Surface Argon Plasma Treatment Enabled Broadband Optoelectronic Synapses Based on Large-Scale Epitaxial GaSe/GaN Heterojunctions

Creating and tuning charge trapping states by introducing atomic-scale defects are crucial for the optoelectronic synapses that parallelize sensing, processing, and memorizing of optical signals in a single device, which is essential for bioinspired neuromorphic computing. Herein, a mild Ar-plasma treatment approach to enable synaptic behavior in 2D semiconductor devices has been proposed and demonstrated in large-scale epitaxial GaSe/GaN heterostructures. The GaSe films were epitaxially grown on a GaN substrate by physical vapor deposition in an ultrahigh vacuum environment, while the devices were fabricated in situ using a shadow mask-assisted electrode deposition technique.
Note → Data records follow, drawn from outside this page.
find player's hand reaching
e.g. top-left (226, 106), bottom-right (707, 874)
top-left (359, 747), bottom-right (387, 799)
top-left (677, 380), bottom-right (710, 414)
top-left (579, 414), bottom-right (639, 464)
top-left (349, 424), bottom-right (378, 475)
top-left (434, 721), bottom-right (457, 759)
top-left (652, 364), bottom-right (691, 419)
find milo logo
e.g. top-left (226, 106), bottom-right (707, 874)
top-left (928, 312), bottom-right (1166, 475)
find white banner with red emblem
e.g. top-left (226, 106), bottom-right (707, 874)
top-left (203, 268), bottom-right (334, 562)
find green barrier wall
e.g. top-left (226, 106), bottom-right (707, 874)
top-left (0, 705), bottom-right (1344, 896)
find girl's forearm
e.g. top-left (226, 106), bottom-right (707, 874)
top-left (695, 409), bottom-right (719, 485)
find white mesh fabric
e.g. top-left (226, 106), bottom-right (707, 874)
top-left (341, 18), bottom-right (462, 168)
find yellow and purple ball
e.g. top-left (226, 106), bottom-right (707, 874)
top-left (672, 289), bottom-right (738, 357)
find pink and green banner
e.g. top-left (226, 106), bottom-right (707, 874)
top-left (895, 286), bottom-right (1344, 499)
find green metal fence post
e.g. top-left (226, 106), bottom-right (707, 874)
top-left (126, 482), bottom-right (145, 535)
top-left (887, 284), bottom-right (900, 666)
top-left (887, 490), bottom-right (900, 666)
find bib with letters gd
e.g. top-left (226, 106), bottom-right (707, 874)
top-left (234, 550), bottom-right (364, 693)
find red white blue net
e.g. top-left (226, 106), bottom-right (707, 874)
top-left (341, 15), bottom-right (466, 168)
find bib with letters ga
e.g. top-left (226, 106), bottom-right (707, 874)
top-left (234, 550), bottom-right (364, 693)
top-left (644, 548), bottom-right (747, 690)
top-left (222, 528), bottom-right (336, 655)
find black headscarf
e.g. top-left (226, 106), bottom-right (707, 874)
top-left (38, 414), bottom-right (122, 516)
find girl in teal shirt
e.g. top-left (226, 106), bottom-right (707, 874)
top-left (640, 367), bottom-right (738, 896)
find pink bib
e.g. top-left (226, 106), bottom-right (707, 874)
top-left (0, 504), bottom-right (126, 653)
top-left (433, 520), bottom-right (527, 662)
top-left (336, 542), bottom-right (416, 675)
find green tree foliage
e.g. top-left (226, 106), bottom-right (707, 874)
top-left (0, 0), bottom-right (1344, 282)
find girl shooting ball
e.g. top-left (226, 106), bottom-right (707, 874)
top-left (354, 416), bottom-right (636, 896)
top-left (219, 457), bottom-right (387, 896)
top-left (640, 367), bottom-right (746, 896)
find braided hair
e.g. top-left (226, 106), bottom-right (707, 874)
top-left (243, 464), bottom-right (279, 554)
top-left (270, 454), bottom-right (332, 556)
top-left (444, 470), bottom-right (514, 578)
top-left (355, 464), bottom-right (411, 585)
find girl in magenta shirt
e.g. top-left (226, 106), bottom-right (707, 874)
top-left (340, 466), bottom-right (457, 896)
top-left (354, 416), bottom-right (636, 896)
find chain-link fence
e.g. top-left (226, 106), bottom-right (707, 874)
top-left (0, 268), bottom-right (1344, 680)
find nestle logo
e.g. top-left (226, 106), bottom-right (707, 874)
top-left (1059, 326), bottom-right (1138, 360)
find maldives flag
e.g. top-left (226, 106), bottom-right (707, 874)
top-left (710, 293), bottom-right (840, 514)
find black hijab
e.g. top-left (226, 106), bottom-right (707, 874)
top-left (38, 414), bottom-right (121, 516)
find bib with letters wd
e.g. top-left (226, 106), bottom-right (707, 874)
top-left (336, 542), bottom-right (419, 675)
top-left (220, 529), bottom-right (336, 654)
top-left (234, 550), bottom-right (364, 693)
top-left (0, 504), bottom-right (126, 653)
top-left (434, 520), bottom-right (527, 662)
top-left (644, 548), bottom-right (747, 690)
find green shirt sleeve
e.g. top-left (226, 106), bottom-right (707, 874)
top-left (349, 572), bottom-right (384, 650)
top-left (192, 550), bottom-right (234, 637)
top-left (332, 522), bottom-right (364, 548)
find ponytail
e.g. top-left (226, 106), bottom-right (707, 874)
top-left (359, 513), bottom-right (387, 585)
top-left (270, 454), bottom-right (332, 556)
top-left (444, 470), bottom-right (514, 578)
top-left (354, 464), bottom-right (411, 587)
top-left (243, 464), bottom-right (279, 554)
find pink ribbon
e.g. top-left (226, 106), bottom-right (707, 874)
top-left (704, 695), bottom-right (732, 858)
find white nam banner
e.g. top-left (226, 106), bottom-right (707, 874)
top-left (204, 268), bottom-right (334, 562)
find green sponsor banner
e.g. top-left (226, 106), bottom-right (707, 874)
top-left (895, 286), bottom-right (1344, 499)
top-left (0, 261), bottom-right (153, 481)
A tailored mild Ar-plasma treatment on the GaSe films has been employed to create atomic-scale defects, which provide charge trapping states in the band gap without making morphological damage, as confirmed by the Raman spectra, scanning electron microscopy, and photoluminescence characterizations. Optoelectronic transport measurement under pulsed illumination of varying wavelengths reveals broadband photoresponse and significantly prolonged response time (×103) that give rise to the superior performance of the synaptic devices. This has been proven by the simulation of classic synaptic behaviors of adaptive pain perception and associative learning. Our work provides an efficient approach to facilitate optoelectronic synaptic behaviors in 2D semiconductor devices.